FIG. 3.

Effects of SET on KLF5 downstream gene expression and pathological states. (A) Induction of KLF5 protein and repression of SET protein after mitogenic stimulation. Cells were starved at the times shown for 24 h, incubated with 100 ng of PMA/ml for the indicated times, and then harvested. Cell lysate was resolved by SDS-PAGE and subjected to Western blotting or Coomassie brilliant blue staining. (B) Quantification of KLF5 and SET protein levels.

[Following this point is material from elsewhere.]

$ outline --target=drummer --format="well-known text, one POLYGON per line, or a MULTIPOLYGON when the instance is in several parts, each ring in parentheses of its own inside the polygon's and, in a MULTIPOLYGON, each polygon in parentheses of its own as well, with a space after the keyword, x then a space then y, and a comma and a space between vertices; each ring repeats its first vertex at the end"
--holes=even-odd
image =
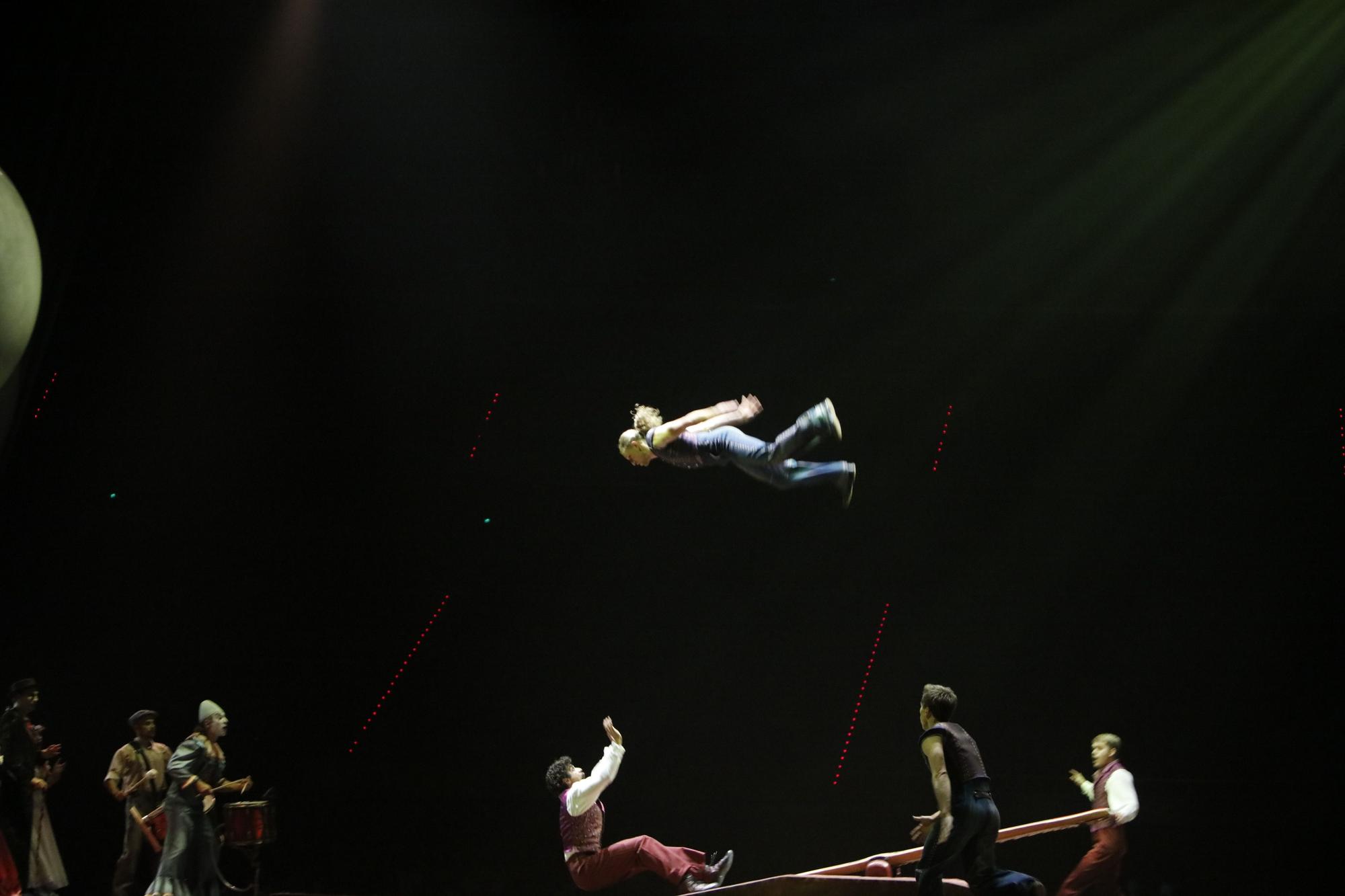
POLYGON ((112 798, 126 805, 126 833, 121 839, 121 857, 112 874, 113 896, 144 892, 155 870, 155 850, 130 815, 134 809, 148 815, 159 807, 168 792, 168 748, 155 740, 159 713, 141 709, 126 724, 136 732, 129 744, 122 744, 112 755, 108 776, 102 779, 112 798))
POLYGON ((213 700, 203 700, 196 718, 200 720, 196 729, 168 760, 168 796, 164 799, 168 838, 159 861, 159 874, 145 891, 147 896, 219 893, 215 876, 219 839, 206 821, 206 800, 215 794, 241 794, 252 787, 252 778, 225 778, 225 751, 219 739, 229 732, 229 718, 223 708, 213 700))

KLF5 and SET protein levels were normalized by the corresponding Coomassie brilliant blue staining pattern. The relative expression level was shown as the level at 0 h. (C) Induction of PDGF-A chain mRNA expression. Cells were starved at the times shown for 24 h, incubated with 100 ng of PMA/ml for the indicated times, and then harvested. The quantitative reverse transcription-PCR fragmentwas resolved on a 2% agarose gel. (D) Quantification of mRNA expression level for the PDGF-A chain. The expression level of the PDGF-A chain, an endogenous target gene of KLF5, was normalized to that of 18S. (E) KLF5 and SET expression in the pathological neointima. The immunohistochemistry of SET and KLF5 in a balloon injury model of atherosclerosis was examined. The left common carotid artery was denudated by balloon injury, and the neointima was observed 2 weeks after the balloon injury (Injured). The right common carotid artery served as a control (Control). The rat aorta was stained with anti-SET and anti-KLF5 antibodies. Cells in the neointima were clearly positive for SET and KLF5. All experiments were done at least twice with consistent findings. H/E, hematoxylin and eosin staining.